The main character of The Sky Crawlers is YĆ«ichi Kannami, an ace pilot of the Rostock Corporation who transfers to a small rural base at the start of the movie. He works with three other pilots, and with Suito Kusanagi, the girl in charge of the base, who also flies when a pilot is injured/killed or when a plane is damaged. All the pilots and the commander are Kildren; the only people on the base who are not are the mechanics. In fact, there is only one pilot in the whole war who is an adult: The Teacher, a former Rostock pilot who joined its rivals. He is the main enemy of the Kannami and his fellow pilots, the one no one else has been able to beat. While the wider story involves plans of a siege attack on the rival corporation and the discovery of secrets surrounding the Kildren, it's really the battles with the Teacher that absorb Kannami, and all the pilots', attention.
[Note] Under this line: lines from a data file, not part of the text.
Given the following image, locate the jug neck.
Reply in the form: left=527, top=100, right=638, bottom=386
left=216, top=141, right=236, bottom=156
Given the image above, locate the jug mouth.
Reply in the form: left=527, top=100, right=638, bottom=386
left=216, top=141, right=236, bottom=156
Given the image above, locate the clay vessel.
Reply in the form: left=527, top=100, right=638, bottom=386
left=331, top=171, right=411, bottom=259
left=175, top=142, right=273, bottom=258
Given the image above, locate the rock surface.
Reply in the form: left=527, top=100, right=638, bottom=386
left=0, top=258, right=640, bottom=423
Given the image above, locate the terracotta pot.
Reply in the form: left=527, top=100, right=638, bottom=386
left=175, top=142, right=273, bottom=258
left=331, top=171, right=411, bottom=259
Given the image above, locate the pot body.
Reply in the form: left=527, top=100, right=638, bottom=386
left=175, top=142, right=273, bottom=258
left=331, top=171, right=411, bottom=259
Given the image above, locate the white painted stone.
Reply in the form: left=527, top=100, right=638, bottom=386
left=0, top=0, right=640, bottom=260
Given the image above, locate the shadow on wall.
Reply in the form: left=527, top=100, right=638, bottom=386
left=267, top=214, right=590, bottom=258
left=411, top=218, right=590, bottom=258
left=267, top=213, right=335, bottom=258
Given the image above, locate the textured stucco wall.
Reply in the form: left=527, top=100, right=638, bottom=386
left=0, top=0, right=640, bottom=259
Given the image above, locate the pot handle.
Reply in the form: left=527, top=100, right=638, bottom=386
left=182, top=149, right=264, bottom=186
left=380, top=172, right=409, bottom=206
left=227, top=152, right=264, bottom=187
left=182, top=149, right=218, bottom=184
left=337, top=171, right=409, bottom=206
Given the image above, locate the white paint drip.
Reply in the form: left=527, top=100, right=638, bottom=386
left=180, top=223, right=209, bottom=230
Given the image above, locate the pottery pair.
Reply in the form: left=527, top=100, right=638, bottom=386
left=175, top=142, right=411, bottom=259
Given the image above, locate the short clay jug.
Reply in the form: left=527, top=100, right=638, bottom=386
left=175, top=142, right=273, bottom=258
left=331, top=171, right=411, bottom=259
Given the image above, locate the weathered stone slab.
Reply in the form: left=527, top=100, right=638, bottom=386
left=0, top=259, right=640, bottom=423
For a movie full of aerial dogfights, it's surprisingly slow.

An interesting aspect of the film is that all the characters typically speak Japanese in their daily lives; but when they're in the cockpit of their planes and flying, they speak in English. It raises some neat questions about the training the Rostock Corp. provides.

The film was produced by I.G. Production and the soundtrack was done by Kenji Kawai, so it has a similar feel to the Ghost in the Shell series (which was done by the same people). It was distributed in the U.S. by Sony Pictures, without an English dub. There is also a game for the Wii, Sky Crawlers: Innocent Aces, which has been translated into English; and a manga and the aforementioned novel series, which have not.